Ah, OK, your graph makes sense now.
Well, so you are saying that there is a 5% dot-product variation when you go from 3072 dimensions to 256 dimensions.
This isn’t too surprising to me. It suggests that 95% of the important variation is in the first 256 dimensions. So I am guessing they ordered the dimensions, using PCA or something similar, ordered from most important to least important, which is why the vectors can simply be truncated/scaled down to less dimensions.
You get a huge dimension reduction … and a huge search speed up, and reduced storage footprint … but this speed trade comes a loss in quality. But 5%? Sounds pretty good to me, although this is not any real world indication of performance.
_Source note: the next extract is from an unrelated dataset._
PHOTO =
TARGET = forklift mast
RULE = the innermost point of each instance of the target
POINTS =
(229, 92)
What really matters, besides MTEB, is whether the results even make sense, even at 3072 dimensions.
In general, the sentiment I’ve gathered is that the newer models are better, and also have more dynamic range (0 to 1, instead of 0.7 to 1 from ada-002), so new thresholds need to be used.
I am planning on evaluating the new models soon, and adjust my thresholds.
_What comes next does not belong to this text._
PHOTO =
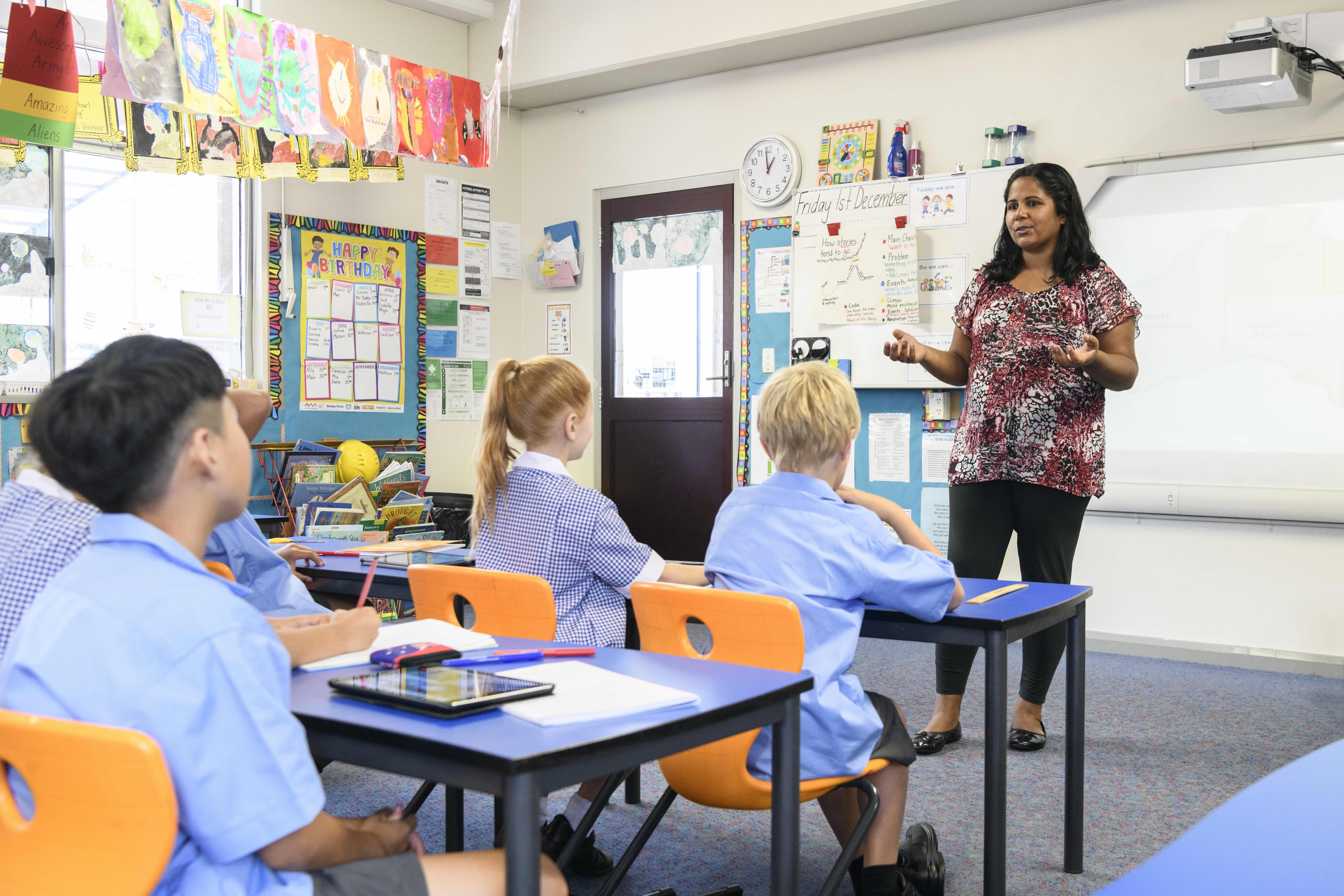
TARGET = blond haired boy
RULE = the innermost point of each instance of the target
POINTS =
(804, 536)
Any opinions on retrieval or semantic similarity performance? In light of this 5% variation?
The cool thing, and one thing I wanted to emphasize in this thread, is you can carve out your custom dimensions from the large model. So you can go from 3072 to 256, and anything in between, to custom tune your exact speed vs. quality performance trades.
And over time, if you keep your original 3072 vector, you can re-map and tune further.